Traditionally, ecological models consider human influence as a constant or linearly varying parameter, whereas socioeconomic models and frameworks tend to oversimplify the ecological system.
But tackling complex environmental challenges faced by our societies requires interdisciplinary approaches due to the intricate feedbacks between the socioeconomic and ecological systems involved.
Thus, models of social-ecological systems couple an ecological system with a socioeconomic system
to investigate their interaction in the integrated dynamical system.
We define this coupling formally and apply the social-ecological approach to three ecological cases.

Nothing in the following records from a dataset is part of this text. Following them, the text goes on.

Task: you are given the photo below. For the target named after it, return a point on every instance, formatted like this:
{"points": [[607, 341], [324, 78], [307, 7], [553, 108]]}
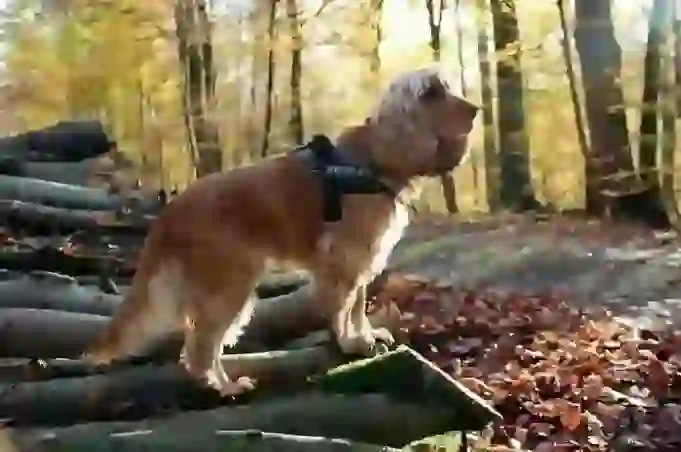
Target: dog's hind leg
{"points": [[222, 308]]}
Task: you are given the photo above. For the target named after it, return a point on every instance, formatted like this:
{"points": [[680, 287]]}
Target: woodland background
{"points": [[189, 87]]}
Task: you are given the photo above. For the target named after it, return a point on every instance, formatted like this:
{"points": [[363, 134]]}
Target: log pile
{"points": [[61, 281]]}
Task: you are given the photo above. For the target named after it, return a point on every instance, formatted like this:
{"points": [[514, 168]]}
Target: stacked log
{"points": [[56, 297]]}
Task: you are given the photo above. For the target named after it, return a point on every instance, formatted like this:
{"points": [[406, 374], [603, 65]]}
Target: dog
{"points": [[208, 247]]}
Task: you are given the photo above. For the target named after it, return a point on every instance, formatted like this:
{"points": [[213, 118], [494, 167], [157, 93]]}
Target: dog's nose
{"points": [[471, 108]]}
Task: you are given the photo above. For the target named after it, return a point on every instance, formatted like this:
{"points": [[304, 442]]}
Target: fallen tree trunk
{"points": [[72, 173], [64, 141], [218, 441], [54, 291], [275, 322], [279, 367], [53, 260], [42, 333], [371, 418], [37, 219], [70, 196], [146, 390], [43, 290]]}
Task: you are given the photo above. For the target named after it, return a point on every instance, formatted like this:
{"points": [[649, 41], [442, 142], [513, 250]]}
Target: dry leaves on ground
{"points": [[564, 379]]}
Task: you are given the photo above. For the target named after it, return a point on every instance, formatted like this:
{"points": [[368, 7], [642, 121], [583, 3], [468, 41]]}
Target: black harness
{"points": [[339, 176]]}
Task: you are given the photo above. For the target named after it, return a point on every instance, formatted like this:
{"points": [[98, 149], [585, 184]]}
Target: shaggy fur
{"points": [[208, 247]]}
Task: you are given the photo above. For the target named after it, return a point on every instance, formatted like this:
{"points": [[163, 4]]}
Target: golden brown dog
{"points": [[205, 252]]}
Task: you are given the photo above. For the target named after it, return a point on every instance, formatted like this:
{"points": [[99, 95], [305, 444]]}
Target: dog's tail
{"points": [[150, 311]]}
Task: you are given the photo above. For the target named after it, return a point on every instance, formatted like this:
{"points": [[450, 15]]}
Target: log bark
{"points": [[39, 220], [64, 141], [46, 290], [371, 418], [141, 391], [70, 196], [42, 290], [53, 260], [279, 367], [218, 441], [275, 322], [73, 173], [42, 333]]}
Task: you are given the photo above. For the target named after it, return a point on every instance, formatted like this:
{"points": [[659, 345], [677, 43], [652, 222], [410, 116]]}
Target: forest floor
{"points": [[634, 271]]}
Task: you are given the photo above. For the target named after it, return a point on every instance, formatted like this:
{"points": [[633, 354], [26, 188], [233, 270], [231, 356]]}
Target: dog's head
{"points": [[422, 127]]}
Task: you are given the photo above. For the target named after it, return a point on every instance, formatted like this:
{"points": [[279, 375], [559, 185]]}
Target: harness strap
{"points": [[339, 176]]}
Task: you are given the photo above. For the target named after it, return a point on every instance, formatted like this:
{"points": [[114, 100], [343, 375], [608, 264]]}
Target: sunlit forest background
{"points": [[189, 87]]}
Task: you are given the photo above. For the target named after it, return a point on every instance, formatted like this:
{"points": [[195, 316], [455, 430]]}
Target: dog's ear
{"points": [[436, 90]]}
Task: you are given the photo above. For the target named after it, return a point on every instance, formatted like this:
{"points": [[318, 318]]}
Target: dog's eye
{"points": [[436, 90], [434, 93]]}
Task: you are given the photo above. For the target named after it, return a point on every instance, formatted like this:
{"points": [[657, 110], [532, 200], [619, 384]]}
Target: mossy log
{"points": [[369, 418], [37, 220], [186, 441], [67, 196]]}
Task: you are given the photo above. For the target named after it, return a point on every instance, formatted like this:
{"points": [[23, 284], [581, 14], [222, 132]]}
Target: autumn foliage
{"points": [[564, 379]]}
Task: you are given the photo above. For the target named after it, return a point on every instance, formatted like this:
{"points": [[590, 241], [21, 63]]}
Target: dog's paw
{"points": [[233, 388], [383, 335]]}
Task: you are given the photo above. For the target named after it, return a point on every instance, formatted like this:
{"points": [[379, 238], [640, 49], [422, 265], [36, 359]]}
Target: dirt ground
{"points": [[633, 271]]}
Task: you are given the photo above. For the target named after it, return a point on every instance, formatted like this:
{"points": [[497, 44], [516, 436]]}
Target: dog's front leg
{"points": [[337, 296], [360, 321]]}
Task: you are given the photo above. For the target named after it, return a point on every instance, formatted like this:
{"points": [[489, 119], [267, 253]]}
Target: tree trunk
{"points": [[619, 190], [651, 93], [516, 186], [195, 51], [435, 26], [574, 96], [669, 77], [296, 129], [375, 18], [487, 97], [271, 30]]}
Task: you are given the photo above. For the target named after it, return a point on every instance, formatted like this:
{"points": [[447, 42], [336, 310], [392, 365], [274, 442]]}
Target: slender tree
{"points": [[271, 37], [487, 97], [435, 11], [669, 111], [516, 187], [295, 123], [195, 51], [375, 21], [621, 192], [574, 95], [653, 81]]}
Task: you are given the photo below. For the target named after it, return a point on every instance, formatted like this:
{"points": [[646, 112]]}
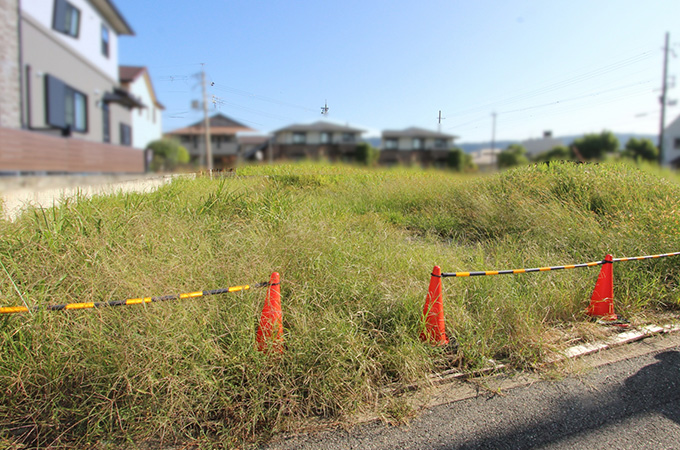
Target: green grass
{"points": [[354, 248]]}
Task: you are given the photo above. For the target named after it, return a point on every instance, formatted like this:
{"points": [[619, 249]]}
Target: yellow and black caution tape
{"points": [[637, 258], [546, 269], [130, 301]]}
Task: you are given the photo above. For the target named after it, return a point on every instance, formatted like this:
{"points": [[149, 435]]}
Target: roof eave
{"points": [[113, 17]]}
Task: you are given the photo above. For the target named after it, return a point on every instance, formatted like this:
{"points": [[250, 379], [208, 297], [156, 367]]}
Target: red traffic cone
{"points": [[270, 331], [602, 300], [433, 311]]}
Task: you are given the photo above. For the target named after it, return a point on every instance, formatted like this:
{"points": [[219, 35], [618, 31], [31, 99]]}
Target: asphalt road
{"points": [[625, 398]]}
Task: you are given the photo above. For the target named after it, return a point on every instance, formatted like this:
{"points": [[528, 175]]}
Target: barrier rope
{"points": [[546, 269], [130, 301], [635, 258]]}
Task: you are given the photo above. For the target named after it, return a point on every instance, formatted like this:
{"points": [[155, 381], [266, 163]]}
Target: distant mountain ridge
{"points": [[469, 147]]}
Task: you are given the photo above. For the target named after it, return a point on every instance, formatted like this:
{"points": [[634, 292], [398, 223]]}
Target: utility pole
{"points": [[493, 138], [206, 122], [662, 99]]}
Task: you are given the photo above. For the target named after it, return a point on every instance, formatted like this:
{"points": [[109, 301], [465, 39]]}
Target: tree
{"points": [[167, 154], [556, 153], [366, 154], [460, 161], [641, 149], [514, 155], [596, 146]]}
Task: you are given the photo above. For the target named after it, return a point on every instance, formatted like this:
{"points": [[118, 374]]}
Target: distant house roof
{"points": [[128, 74], [253, 140], [109, 11], [219, 124], [321, 126], [540, 145], [416, 132]]}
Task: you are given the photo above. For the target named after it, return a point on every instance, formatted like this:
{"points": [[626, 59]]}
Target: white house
{"points": [[146, 121]]}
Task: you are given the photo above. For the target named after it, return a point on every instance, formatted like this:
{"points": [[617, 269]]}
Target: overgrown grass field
{"points": [[354, 247]]}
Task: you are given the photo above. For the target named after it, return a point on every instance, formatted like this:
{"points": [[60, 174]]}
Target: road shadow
{"points": [[651, 389]]}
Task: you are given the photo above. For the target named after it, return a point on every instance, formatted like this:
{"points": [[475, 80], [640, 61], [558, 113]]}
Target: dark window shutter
{"points": [[60, 16], [56, 106]]}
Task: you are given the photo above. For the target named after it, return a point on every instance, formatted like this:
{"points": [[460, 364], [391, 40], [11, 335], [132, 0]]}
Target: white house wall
{"points": [[88, 42], [146, 122]]}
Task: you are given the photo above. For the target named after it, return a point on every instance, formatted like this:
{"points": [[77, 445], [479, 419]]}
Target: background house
{"points": [[537, 146], [316, 141], [223, 139], [146, 121], [671, 144], [415, 146]]}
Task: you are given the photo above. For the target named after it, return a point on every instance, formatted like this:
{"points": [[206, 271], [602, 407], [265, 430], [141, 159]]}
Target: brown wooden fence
{"points": [[28, 151]]}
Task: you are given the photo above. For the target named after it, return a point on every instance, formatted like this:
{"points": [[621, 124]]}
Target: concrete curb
{"points": [[38, 193]]}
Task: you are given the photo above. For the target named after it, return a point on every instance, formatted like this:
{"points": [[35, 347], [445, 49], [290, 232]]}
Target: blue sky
{"points": [[572, 66]]}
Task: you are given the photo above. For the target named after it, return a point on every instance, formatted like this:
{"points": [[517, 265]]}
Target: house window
{"points": [[66, 18], [125, 134], [106, 118], [105, 41], [66, 107], [299, 138]]}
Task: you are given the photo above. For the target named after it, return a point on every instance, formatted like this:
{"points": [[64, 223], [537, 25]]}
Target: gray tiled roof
{"points": [[320, 126]]}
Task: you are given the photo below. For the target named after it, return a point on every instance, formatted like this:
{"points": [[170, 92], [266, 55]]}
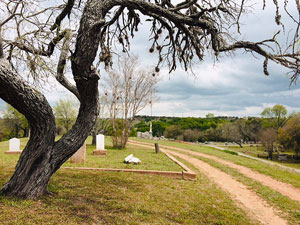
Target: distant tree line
{"points": [[275, 129]]}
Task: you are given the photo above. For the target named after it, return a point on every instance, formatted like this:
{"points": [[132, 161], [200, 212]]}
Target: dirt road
{"points": [[245, 198]]}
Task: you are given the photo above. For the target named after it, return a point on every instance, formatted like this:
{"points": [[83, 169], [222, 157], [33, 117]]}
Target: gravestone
{"points": [[139, 134], [100, 145], [79, 156], [14, 146]]}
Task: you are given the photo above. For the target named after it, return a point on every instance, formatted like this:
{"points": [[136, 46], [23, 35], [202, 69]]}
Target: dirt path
{"points": [[285, 189], [255, 206]]}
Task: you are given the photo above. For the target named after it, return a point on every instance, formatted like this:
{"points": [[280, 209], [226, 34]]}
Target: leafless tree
{"points": [[128, 90], [37, 37]]}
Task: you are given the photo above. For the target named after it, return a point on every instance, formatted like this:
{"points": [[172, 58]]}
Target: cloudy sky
{"points": [[231, 86]]}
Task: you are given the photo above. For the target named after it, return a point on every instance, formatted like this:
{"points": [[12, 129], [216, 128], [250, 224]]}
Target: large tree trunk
{"points": [[42, 156]]}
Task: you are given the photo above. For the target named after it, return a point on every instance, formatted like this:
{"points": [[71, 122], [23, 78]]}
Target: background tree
{"points": [[289, 134], [268, 137], [34, 34], [128, 90], [277, 115], [173, 132], [232, 132], [65, 112]]}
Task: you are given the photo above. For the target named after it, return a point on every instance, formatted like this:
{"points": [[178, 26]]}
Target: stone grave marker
{"points": [[100, 145], [14, 146], [79, 156]]}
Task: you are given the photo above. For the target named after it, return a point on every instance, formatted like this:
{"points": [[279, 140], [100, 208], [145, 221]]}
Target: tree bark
{"points": [[42, 156]]}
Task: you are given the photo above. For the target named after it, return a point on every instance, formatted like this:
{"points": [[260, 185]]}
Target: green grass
{"points": [[114, 159], [97, 197], [273, 171]]}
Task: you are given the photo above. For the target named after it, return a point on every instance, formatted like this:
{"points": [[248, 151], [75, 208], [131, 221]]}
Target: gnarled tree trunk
{"points": [[42, 156]]}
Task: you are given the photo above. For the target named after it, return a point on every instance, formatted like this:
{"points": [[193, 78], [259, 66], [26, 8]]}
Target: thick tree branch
{"points": [[41, 52], [66, 11], [60, 77]]}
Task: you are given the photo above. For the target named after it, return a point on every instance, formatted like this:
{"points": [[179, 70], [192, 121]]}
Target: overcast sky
{"points": [[232, 86]]}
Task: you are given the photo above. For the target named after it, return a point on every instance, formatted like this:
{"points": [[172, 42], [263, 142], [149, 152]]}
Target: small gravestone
{"points": [[79, 156], [156, 147], [131, 159], [139, 134], [14, 146], [100, 150]]}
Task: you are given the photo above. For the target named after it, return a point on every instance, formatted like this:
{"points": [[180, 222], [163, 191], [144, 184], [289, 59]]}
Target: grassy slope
{"points": [[273, 171], [90, 197]]}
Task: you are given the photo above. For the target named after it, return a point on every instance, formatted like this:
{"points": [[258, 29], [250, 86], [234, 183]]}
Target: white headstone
{"points": [[100, 142], [14, 144], [132, 159], [139, 134]]}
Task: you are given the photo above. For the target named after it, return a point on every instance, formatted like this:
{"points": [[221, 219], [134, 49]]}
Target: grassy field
{"points": [[97, 197], [114, 159], [274, 171]]}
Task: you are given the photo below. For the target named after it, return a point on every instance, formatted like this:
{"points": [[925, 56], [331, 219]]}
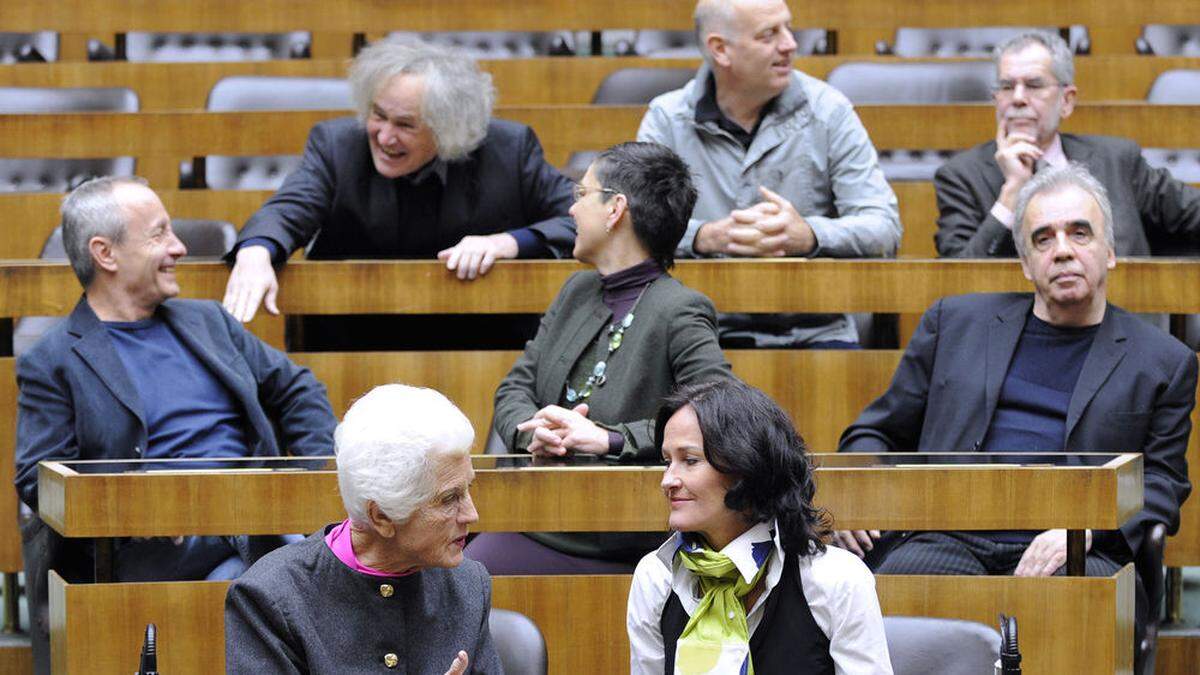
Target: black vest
{"points": [[787, 640]]}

Indeed, we focus on eutrophication in shallow freshwater lakes, which is a well-known system showing bistability between a clear water state and a turbid polluted state.
We also study a model accounting for an aquifer (water stock) and a model accounting for a biotic population exhibiting bistability through an Allee effect.
The socioeconomic dynamics is driven by the incentive that agents feel to act in a desirable or undesirable way.
This incentive can be represented by a difference in utility, or in payoff, between two strategies that each agent can adopt: agents can cooperate and act in an environment-friendly way, or they can defect and act in an ecologically undesirable way.
The agents' motivation includes such factors as the economic cost of their choice, the concern they feel for the environment and conformism to the collective attitude of the human group.
Thus, the incentive to cooperate responds to the state of the ecological system and to the agents' collective opinion, and this response can be linear, nonlinear and monotonic, or non-monotonic.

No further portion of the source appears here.